Leonard Bernstein in New York
DOI:
https://doi.org/10.14712/12128112.3806Abstract
As a composer, Leonard Bernstein revived worldwide interest in works of the Austro-Hungarian composer (as well as a conductor) Gustav Mahler (1860–1911). Bernstein felt to be strongly related to him, even considered himself as his reincarnation. However, if we examine closely both these creators and their work, we realize how they differ in one significant aspect of world perception: Mahler was a composer of nature and countryside, whereas Bernstein composed music about a city. Both of them spent their lives in larger and large cities: Mahler spent his childhood in Jihlava and later worked as a composer, among other cities, in Prague, Budapest, Hamburg, Vienna, and finally in New York. Bernstein was born near Boston, but then chose New York as his home.
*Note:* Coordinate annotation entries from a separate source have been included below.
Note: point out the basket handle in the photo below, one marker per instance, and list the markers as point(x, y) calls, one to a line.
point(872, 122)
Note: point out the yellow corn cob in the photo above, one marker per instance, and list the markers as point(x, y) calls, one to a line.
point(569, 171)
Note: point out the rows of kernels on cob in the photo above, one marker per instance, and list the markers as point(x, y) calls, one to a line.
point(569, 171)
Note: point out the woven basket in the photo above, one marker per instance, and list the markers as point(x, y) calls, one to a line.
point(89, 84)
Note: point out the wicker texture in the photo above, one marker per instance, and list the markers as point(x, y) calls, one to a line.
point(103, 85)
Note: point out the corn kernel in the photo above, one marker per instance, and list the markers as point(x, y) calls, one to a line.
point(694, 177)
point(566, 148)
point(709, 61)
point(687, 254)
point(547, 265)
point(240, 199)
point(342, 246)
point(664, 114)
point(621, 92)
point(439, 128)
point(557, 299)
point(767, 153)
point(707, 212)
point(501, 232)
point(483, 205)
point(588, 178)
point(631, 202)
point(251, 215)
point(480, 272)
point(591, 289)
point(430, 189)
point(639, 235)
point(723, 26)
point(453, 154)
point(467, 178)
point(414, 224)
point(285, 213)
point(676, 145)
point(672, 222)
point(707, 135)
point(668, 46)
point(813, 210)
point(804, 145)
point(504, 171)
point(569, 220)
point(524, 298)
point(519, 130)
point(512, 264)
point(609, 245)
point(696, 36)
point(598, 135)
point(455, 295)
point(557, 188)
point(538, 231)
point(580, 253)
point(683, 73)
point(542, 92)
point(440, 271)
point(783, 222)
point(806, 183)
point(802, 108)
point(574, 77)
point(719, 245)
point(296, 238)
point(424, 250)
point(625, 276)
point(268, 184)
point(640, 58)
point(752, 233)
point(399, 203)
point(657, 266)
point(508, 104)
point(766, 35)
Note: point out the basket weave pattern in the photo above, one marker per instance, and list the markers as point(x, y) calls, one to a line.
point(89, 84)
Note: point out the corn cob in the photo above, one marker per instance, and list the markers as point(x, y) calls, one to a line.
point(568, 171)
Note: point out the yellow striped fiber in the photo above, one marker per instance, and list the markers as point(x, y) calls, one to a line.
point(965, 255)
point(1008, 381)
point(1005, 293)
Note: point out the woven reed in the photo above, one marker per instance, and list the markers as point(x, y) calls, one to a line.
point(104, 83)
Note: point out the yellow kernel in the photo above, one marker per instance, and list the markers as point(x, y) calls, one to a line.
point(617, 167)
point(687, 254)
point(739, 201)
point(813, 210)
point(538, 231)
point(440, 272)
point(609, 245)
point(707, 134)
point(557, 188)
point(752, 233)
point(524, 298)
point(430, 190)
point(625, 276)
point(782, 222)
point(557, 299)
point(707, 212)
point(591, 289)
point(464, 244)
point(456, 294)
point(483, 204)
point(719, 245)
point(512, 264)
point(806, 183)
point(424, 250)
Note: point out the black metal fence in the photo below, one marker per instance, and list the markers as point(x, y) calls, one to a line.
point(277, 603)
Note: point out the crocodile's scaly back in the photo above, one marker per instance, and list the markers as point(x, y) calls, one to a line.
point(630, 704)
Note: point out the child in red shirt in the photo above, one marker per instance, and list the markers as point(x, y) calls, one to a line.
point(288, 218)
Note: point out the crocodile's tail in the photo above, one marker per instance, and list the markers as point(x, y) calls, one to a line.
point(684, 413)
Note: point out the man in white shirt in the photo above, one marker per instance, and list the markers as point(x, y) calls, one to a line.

Yet, their view of a city was dramatically different. In one of his letters Mahler writes: “When I came to Zahlendorf, that is the name of this place, and searched for a path through pines and spruces totally covered with snow, everything was quite rural, nice church joyfully glittering in winter sunrays, at that moment I felt elated and I saw how one suddenly becomes free and full of joy when he returns from unnatural and restless babble of a big city to the quiet house of nature”. While Bernstein says about New York: “This city got me in its grips. No wonder I compose music about it again and again. (…) Everything is so dramatic, so full of life”.